Around four million families would not have enough cash to pay their mortgage if interest rates rose to barely half the rate they were before the crisis, according to Bank of England research.
The warning from the Bank comes amid growing speculation that it may begin to consider lifting the cost of borrowing within months.
Research published in the Bank's Quarterly Bulletin sketches out a worrying picture for UK households in the event of an increase in the cost of borrowing.
The Bank's statistics show that if rates rose by 2.5% to a level of 3%, more than half of the eight million families with mortgages would not have enough in their monthly budgets to afford the increased interest payments.

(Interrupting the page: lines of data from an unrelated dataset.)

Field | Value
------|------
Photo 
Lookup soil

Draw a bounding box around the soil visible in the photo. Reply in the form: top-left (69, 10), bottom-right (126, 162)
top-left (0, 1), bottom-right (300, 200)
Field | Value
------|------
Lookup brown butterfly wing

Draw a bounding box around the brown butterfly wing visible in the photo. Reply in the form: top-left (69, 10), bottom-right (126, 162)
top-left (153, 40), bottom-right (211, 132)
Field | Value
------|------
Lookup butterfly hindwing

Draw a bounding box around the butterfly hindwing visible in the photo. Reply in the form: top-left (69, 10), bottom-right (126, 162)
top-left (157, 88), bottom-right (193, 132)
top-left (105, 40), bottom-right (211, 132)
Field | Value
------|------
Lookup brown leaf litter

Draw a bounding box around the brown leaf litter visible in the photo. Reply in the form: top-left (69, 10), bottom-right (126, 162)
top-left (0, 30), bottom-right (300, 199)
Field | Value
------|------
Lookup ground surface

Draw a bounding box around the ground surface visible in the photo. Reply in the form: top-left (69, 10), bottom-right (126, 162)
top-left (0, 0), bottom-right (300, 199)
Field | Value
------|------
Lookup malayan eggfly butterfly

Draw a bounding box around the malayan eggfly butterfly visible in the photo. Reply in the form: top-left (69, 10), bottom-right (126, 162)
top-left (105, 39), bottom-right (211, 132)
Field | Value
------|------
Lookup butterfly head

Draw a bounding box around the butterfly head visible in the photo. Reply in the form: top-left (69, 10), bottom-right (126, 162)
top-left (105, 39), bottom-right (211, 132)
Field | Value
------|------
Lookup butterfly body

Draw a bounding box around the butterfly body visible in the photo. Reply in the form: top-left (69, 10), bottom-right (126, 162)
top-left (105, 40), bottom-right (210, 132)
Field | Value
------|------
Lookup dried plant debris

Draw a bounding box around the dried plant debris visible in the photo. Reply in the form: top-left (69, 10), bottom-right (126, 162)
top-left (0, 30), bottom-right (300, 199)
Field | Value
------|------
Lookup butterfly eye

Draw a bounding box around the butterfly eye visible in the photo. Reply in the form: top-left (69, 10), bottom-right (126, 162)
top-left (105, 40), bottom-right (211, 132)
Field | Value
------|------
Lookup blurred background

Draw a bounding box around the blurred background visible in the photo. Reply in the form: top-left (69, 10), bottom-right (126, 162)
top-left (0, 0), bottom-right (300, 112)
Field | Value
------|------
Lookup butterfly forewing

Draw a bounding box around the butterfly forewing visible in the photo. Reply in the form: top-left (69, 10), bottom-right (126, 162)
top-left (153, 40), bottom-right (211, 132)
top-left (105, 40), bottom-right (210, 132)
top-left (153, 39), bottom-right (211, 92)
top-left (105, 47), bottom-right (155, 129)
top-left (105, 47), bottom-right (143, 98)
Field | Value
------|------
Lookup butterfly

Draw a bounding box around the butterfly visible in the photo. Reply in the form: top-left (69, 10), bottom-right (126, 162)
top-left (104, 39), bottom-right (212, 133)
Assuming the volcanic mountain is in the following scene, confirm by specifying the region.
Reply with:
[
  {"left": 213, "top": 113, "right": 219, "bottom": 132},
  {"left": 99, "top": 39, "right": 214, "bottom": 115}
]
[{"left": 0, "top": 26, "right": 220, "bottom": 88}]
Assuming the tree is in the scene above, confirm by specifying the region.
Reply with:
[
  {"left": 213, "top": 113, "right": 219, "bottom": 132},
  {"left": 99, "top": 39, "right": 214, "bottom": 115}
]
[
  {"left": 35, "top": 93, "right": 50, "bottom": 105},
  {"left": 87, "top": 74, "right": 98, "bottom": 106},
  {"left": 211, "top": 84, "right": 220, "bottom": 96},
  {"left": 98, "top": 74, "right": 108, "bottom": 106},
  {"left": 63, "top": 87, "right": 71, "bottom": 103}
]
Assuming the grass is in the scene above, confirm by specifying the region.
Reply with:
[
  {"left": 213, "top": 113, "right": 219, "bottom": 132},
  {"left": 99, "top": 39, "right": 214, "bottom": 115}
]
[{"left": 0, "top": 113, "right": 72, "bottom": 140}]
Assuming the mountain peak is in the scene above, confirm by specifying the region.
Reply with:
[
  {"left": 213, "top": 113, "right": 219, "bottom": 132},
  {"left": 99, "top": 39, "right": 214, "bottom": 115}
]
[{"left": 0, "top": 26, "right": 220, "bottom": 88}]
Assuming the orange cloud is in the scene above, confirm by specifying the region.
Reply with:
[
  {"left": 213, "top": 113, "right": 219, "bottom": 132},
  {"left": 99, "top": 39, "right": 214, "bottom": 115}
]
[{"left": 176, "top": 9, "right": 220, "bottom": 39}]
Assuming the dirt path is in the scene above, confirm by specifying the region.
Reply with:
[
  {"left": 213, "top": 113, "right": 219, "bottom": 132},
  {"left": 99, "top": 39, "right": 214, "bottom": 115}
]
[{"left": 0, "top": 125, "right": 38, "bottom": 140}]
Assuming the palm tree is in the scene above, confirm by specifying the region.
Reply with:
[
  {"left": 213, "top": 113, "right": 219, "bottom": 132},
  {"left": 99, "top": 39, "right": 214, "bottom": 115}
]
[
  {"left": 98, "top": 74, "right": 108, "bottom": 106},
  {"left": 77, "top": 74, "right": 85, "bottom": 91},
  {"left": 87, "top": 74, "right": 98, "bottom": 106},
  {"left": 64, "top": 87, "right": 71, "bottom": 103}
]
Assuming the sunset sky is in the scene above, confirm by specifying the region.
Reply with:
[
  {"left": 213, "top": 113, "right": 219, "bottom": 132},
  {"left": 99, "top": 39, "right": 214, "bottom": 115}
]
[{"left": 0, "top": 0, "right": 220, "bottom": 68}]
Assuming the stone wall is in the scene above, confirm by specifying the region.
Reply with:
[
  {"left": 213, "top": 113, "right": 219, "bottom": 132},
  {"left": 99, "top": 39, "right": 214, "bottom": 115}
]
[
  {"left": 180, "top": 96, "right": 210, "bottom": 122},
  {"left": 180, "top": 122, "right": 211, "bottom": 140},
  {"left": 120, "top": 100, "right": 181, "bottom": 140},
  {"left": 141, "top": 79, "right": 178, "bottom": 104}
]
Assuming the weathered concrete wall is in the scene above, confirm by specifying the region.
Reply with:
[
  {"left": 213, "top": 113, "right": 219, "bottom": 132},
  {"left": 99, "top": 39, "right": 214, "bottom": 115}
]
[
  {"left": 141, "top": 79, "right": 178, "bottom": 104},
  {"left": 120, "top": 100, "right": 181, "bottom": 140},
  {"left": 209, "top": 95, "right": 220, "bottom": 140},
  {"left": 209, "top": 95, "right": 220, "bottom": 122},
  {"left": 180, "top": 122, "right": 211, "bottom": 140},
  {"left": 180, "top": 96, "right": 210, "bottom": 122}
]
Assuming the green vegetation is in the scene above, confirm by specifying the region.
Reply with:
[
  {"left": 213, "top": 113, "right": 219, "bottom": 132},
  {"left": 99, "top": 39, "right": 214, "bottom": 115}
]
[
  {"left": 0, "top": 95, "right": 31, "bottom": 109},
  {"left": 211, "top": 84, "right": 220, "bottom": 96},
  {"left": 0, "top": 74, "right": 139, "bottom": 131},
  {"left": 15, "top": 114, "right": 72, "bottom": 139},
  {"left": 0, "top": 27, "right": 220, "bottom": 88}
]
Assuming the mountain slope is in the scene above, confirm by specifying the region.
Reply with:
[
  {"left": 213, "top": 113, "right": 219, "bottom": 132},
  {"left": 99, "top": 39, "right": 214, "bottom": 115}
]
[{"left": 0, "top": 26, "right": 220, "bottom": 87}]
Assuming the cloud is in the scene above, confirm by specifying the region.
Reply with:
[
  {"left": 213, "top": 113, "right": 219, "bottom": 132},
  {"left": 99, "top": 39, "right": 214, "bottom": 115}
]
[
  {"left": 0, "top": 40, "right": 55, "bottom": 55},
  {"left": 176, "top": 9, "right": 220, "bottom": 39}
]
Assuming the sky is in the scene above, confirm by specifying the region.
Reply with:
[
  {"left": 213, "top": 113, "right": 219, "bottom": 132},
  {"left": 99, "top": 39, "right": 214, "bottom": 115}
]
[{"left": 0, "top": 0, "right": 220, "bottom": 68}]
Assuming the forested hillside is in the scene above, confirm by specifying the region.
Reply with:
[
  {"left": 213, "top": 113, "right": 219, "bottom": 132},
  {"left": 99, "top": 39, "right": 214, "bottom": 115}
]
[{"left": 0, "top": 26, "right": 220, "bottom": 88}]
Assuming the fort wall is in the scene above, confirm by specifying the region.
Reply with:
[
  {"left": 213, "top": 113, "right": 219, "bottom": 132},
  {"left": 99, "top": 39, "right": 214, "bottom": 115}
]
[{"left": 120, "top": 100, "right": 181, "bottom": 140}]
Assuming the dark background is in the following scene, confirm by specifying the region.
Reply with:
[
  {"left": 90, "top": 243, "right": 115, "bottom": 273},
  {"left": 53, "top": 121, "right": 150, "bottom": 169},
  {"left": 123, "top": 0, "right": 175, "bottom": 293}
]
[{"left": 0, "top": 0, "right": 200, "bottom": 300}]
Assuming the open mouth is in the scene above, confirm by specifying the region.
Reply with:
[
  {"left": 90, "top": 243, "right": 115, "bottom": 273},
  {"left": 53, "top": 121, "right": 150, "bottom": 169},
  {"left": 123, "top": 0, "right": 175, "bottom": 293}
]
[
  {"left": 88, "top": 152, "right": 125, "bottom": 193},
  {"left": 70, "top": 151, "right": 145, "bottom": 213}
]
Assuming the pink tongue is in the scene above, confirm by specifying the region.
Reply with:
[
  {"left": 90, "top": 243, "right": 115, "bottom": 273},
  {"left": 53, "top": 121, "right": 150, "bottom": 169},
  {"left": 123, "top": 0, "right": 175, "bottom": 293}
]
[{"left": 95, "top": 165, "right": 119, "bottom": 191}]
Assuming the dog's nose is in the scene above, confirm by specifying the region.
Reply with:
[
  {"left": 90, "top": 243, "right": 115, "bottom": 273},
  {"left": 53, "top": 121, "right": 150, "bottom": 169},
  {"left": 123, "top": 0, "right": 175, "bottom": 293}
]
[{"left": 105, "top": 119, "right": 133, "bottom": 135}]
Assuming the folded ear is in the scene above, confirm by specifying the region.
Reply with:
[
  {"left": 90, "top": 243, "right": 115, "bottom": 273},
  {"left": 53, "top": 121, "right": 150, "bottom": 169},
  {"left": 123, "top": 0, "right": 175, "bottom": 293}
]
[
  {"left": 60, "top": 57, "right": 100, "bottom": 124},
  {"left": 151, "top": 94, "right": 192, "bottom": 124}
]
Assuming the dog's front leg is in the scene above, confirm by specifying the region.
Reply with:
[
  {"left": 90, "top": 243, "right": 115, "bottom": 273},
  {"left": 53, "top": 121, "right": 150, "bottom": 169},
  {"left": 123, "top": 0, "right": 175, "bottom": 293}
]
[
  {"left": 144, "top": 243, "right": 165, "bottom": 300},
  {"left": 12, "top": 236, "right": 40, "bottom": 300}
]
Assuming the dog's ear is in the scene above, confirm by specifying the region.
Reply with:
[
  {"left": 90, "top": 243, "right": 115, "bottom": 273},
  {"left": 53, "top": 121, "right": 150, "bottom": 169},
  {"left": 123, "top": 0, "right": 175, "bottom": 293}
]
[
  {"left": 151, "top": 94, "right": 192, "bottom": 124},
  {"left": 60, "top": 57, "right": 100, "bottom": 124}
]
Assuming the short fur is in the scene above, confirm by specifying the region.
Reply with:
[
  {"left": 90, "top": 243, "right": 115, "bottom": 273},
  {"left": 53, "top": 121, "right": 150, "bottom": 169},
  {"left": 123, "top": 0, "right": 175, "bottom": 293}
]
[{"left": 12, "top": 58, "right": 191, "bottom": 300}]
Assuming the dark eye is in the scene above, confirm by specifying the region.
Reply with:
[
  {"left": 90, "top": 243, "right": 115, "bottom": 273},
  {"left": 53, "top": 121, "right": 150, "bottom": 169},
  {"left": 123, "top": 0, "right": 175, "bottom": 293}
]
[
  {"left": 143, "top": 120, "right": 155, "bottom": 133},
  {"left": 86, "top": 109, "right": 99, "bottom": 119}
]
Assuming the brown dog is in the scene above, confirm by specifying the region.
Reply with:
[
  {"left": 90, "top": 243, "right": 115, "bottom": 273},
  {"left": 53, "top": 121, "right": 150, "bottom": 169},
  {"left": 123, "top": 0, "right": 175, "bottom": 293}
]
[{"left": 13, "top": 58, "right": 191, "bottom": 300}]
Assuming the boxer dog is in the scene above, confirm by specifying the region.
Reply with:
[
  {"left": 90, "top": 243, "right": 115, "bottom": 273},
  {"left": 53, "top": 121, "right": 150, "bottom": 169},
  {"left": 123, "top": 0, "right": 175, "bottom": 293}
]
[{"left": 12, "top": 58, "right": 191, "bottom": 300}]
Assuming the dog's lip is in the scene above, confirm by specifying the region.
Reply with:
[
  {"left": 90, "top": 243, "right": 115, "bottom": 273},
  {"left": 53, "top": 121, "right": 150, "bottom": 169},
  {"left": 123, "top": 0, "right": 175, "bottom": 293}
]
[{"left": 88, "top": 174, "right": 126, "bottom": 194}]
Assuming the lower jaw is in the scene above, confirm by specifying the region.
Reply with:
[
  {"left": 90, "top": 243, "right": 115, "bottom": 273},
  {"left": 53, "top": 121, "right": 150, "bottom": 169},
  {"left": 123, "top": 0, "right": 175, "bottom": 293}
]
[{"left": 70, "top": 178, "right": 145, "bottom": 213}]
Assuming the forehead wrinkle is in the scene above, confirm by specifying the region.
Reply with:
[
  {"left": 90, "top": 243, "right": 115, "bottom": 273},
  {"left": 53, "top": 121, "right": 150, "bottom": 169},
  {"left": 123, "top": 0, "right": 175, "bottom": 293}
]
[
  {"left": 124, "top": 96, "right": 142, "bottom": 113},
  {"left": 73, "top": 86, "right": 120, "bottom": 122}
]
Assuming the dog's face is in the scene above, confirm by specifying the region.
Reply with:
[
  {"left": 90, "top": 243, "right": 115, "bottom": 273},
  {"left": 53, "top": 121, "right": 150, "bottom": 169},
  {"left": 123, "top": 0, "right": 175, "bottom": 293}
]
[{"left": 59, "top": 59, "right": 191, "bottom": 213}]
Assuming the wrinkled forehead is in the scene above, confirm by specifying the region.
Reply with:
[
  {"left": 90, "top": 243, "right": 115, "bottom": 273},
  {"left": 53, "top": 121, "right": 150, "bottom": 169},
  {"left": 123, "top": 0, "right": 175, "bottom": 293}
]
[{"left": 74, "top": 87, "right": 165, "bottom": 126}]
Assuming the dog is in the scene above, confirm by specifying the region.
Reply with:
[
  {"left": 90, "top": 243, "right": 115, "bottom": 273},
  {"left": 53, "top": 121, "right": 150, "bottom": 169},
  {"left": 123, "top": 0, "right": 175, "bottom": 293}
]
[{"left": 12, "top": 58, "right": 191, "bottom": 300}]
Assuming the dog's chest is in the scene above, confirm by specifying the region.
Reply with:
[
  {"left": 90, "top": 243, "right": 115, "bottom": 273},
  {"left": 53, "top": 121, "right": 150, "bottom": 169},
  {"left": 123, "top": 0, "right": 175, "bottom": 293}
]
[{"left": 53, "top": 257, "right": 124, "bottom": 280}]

They would be forced to cut their spending or work longer hours.
However, the Bank said that if families' incomes increased by 5% in the coming years, then the proportion of mortgage-holders struggling to manage their payments would be around a third.
Insiders also pointed towards the fact that at present investors only expect interest rates to reach 1.7% by the end of 2016 - significantly lower than the 3% level in the Bank's scenario.
The shock would not be limited to those with mortgages. The Bank's report also found that almost 5% of small businesses in the UK faced a 50% or greater chance of defaulting if interest rates rose by four percentage points.
However, the report also found that for many families the current debt burden decreased over the past year.
The proportion of mortgagors struggling to pay for their accommodation remained relatively unchanged; the share of households worried about their debt levels dropped from 46% to 39%.
The most strain over the past year was felt by those who rent their home. The Bank's research shows that the number of renters who face credit card and unsecured loan interest bills of more than a fifth of their incomes has risen from 800,000 to 1.1 million this year.
The worry is that the households most exposed to debt problems are those who are renting, are unable to rely on the capital value of their home, and who have had to take out large loans to sustain their lifestyles.